Scurto’s affidavit contained significant errors: providing the wrong name for one of the boxers and identifying the Lucky Inn bartender as a man, when the proprietor says she never has had a male employee. Murphy knows the place well enough to say the headcount given in the affidavit is inflated by multiples. On the night in question, the Lucky Inn’s gross revenues were $337.
Shortly before the scheduled trial in March 2015, Murphy says, Ordeanu emailed him an additional exhibit, well after discovery ended, saying somehow it wasn’t in the original package in discovery. But Murphy noticed immediately that it was a revised version of one he’d received earlier, and now it had the boxer named correctly. It was notarized and had the same date as the original affidavit: May 7, 2012.
“This last-minute, shameless attempt to alter evidence makes clear the exact value of Mr. Scurto and his affidavit as evidence: precisely zero,” Murphy wrote in his trial brief.
Neither Scurto nor Ordeanu responded to interview requests.
In 2010, because of widespread abuses by third-party contractors, among other problems, DirecTV entered a settlement agreement with all 50 states and the District of Columbia. The company paid a $13.5 million penalty and promised remedies, including better oversight of the contractors.
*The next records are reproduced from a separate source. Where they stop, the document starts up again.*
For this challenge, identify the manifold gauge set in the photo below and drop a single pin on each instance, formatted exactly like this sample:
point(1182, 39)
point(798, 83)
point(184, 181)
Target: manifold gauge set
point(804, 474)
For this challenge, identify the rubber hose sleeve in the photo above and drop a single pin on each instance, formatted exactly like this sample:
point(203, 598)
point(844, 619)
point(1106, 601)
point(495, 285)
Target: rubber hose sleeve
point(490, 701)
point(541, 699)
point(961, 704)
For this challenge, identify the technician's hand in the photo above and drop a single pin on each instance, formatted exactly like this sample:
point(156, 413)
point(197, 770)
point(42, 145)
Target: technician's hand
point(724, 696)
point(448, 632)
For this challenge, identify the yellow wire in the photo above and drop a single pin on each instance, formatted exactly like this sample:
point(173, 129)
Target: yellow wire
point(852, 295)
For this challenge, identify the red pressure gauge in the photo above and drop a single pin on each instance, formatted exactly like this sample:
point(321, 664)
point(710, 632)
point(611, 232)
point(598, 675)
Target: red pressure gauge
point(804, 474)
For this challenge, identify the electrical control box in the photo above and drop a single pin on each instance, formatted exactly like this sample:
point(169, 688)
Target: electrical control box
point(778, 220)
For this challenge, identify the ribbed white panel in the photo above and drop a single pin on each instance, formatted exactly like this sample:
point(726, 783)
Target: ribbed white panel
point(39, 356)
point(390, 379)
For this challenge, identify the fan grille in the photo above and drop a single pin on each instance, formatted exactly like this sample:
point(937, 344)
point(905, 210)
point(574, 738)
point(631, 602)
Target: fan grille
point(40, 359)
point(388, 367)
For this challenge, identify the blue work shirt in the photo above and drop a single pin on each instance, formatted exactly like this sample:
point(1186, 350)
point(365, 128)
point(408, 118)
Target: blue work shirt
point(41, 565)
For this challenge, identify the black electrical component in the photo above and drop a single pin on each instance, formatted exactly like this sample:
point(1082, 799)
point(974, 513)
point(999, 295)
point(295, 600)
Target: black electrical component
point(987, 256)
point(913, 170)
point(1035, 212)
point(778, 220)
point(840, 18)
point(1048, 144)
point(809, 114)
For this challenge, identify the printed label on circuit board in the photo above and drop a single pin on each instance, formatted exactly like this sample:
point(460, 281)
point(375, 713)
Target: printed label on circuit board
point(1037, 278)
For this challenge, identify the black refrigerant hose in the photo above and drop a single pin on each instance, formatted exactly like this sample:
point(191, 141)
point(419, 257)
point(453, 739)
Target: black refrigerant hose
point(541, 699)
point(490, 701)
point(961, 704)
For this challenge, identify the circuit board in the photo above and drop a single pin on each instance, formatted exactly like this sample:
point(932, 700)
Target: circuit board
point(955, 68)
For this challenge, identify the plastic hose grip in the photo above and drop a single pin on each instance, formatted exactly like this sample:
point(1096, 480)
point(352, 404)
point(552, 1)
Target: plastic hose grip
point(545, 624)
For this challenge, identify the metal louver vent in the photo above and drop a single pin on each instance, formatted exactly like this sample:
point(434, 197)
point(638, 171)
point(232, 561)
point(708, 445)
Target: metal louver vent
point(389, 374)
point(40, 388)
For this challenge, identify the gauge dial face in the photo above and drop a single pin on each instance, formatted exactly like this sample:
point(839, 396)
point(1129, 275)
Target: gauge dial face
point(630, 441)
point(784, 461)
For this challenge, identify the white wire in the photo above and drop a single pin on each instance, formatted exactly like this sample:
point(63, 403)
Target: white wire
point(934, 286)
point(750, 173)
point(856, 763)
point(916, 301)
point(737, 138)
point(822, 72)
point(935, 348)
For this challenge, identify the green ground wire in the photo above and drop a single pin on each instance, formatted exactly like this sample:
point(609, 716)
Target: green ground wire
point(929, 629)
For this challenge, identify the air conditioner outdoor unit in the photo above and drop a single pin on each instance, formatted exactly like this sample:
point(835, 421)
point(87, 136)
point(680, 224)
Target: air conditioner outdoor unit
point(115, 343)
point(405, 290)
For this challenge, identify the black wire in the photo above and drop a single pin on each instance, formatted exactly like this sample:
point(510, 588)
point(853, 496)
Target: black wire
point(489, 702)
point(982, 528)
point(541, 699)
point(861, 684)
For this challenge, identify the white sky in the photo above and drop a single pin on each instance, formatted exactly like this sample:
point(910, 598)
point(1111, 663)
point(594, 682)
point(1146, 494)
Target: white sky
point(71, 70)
And lawyers for businesses swept up in anti-piracy efforts have filed counterclaims alleging breaches of that agreement.
“DirecTV knew installers were putting residential setups in these small businesses and told them to go ahead and do it,” says Wright, the Dallas litigator, who has about 20 such clients in state courts in cases brought by Julie Lonstein, Riley’s significant competitor in New York. Lonstein declined to be interviewed for this article.
Wright has alleged in pleadings, based on discovery, that DirecTV knew residential accounts were being set up in businesses and approved of it or did nothing to correct the problems. She deposed an installer who said it was simpler to do residential installations. And those residential accounts are maintained for years until Riley, Lonstein or other lawyers send in their investigators.
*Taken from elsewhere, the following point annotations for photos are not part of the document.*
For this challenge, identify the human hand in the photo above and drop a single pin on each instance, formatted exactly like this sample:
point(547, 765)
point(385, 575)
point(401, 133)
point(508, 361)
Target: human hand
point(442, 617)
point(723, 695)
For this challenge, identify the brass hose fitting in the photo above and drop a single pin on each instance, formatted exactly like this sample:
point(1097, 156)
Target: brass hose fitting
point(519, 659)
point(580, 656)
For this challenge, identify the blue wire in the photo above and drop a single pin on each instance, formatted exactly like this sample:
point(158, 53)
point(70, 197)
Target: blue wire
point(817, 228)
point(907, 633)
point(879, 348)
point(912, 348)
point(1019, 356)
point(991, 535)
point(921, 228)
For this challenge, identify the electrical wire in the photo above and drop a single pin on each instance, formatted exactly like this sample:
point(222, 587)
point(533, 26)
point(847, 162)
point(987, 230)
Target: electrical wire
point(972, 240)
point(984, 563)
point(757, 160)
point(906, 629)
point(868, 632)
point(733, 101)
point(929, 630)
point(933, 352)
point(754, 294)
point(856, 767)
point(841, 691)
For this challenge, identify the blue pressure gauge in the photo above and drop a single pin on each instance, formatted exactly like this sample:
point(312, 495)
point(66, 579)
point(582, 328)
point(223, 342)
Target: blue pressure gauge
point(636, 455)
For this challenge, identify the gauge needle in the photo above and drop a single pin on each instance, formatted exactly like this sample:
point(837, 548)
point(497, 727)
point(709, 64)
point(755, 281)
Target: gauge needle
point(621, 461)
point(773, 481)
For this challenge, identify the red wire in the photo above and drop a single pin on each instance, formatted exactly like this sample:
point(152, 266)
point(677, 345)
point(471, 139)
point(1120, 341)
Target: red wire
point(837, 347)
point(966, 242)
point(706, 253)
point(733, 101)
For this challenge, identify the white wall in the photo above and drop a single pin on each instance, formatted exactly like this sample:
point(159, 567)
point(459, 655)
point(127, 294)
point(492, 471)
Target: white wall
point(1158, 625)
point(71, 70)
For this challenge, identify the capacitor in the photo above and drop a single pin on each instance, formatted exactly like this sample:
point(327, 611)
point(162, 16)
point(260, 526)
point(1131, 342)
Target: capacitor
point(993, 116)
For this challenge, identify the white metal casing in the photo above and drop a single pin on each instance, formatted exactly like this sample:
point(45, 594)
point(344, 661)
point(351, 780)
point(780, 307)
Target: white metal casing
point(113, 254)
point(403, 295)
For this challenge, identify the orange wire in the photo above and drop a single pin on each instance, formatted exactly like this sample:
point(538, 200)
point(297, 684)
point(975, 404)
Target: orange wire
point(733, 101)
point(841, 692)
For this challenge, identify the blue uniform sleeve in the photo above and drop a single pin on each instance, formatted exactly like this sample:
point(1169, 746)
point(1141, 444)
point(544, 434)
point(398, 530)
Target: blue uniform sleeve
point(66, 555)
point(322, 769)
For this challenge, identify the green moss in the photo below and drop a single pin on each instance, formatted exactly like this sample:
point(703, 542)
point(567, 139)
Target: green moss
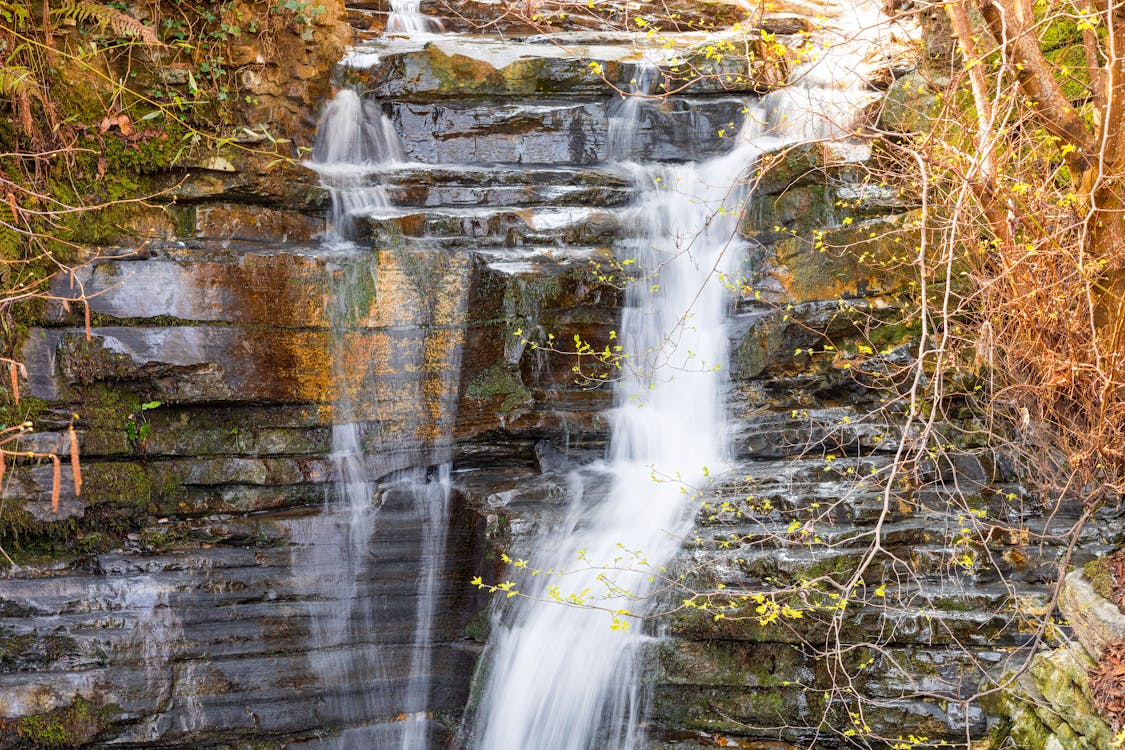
point(501, 380)
point(70, 726)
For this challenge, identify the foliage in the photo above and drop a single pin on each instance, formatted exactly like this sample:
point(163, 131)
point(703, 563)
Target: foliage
point(1014, 352)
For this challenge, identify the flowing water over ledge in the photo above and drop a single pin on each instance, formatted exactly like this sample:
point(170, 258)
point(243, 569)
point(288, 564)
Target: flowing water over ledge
point(332, 405)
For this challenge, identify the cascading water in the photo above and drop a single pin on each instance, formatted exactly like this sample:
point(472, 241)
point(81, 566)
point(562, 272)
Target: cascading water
point(560, 677)
point(387, 507)
point(407, 18)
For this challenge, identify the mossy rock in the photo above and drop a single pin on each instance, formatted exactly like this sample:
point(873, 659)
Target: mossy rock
point(910, 105)
point(73, 725)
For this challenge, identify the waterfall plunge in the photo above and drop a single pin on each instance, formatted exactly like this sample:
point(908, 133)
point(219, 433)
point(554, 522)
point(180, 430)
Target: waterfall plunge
point(339, 550)
point(559, 677)
point(406, 18)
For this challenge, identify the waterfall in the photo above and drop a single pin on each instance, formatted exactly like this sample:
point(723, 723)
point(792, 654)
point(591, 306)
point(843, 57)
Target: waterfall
point(407, 19)
point(387, 507)
point(567, 677)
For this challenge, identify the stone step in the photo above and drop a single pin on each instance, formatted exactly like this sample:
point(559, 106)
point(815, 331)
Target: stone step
point(575, 64)
point(425, 186)
point(561, 130)
point(509, 227)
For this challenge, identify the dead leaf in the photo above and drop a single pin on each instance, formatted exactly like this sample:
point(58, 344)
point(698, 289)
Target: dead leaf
point(75, 466)
point(120, 122)
point(14, 372)
point(56, 484)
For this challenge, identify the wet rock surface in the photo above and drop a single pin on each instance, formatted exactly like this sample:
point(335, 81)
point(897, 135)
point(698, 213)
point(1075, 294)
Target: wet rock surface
point(172, 604)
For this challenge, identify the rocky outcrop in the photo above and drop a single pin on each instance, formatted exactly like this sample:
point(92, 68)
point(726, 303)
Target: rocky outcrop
point(182, 597)
point(1051, 704)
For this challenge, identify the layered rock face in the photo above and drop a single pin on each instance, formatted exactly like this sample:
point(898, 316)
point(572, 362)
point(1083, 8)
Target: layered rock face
point(230, 613)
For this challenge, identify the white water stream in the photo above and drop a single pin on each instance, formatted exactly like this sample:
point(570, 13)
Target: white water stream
point(380, 698)
point(407, 19)
point(560, 677)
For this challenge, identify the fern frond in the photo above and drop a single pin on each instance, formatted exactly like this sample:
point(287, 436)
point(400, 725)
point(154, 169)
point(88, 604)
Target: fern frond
point(15, 14)
point(86, 11)
point(16, 80)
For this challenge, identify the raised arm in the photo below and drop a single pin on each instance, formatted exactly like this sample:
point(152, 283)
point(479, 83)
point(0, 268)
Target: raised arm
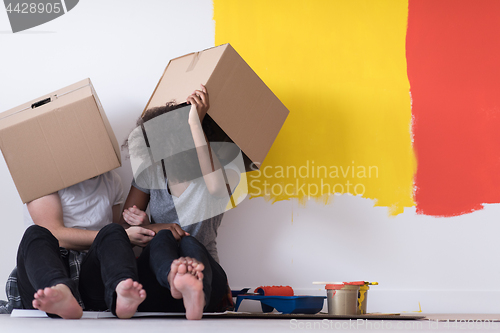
point(134, 217)
point(216, 182)
point(47, 212)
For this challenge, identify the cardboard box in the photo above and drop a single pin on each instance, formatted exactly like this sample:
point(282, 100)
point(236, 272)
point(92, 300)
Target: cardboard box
point(57, 140)
point(240, 102)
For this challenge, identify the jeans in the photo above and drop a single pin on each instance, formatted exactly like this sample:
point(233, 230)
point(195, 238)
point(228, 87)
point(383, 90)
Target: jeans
point(109, 261)
point(154, 266)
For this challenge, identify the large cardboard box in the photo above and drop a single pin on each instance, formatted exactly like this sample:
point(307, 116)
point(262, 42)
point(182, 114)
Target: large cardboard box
point(57, 140)
point(240, 102)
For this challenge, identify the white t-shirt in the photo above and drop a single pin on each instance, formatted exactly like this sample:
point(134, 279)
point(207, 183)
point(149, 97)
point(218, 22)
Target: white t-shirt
point(88, 205)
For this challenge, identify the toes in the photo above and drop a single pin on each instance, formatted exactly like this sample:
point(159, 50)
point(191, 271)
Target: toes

“We’re declining comment, but thanks for reaching out,” wrote Robert G. Mercer, at the time the senior director of public relations at DirecTV, in an email response to a request for an interview.
But questions are coming more frequently as defense lawyers are collaborating. And lawyers in California and Illinois have alerted their attorneys general of possible violations of the 2010 agreement.
The 8 Ball tavern likely will end up filing a countersuit for malicious prosecution, Libarle says. And his client Graham does not fear the hammer of costs, fees and strict liability.
“I’m not in this for money,” Graham says. “I want to expose the problem and make it easier for others to expose this BS.”